Mantide e pantera si scambiarono un’occhiata di fuoco, poi seguirono gli altri all’interno della stanza e come di consueto si sedettero al lungo tavolo che vi troneggiava. Lo Shinigami era già al posto d’onore, ovviamente con una tazza di tè fumante tra le mani. 

« Benvenuti, miei cari Espada » disse in tono amabile. « E non temete, non intendo rubarvi molto del vostro prezioso tempo. Passiamo subito al dunque: sono lieto di comunicarvi che un vostro esimio collega, il signor Grantz, è riuscito a realizzare uno dei suoi esperimenti più ambiziosi. Vieni avanti, Grantz. »

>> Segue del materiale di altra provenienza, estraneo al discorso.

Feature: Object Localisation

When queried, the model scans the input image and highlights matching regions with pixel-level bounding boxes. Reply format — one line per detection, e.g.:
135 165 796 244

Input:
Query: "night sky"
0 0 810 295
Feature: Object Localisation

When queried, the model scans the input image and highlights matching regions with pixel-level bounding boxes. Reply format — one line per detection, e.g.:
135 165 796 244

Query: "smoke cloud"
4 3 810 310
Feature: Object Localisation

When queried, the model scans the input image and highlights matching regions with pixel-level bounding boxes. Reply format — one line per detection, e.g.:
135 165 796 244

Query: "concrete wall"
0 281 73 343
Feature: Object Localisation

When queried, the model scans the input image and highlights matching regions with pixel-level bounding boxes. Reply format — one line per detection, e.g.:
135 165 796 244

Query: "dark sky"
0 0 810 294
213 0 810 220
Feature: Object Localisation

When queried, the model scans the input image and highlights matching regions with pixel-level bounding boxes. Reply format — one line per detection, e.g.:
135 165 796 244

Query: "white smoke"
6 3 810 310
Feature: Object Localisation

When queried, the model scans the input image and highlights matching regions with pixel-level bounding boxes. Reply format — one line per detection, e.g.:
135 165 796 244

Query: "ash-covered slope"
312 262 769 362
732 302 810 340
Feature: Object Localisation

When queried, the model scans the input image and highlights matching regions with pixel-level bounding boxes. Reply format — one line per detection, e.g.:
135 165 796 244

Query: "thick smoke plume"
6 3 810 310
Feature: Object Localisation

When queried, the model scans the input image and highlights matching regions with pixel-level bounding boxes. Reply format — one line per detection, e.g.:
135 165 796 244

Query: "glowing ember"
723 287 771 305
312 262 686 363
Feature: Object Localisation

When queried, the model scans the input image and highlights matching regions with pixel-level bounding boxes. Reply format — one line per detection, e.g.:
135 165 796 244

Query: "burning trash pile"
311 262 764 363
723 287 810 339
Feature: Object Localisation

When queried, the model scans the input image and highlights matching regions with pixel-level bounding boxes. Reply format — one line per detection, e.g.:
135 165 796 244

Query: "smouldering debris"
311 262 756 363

Una porta scorrevole si aprì nel fondo della sala e lo scienziato entrò. Lo seguivano quattro dei suoi bizzarri Fracciònes, intenti a trasportare quella che sembrava essere un’enorme gabbia coperta da un logoro telo rosso sangue. 

Grimmjow affilò lo sguardo: al di là del telo c’era qualcuno... anzi, tanti qualcuno, e le loro emanazioni spirituali avevano il sentore della Soul Society. 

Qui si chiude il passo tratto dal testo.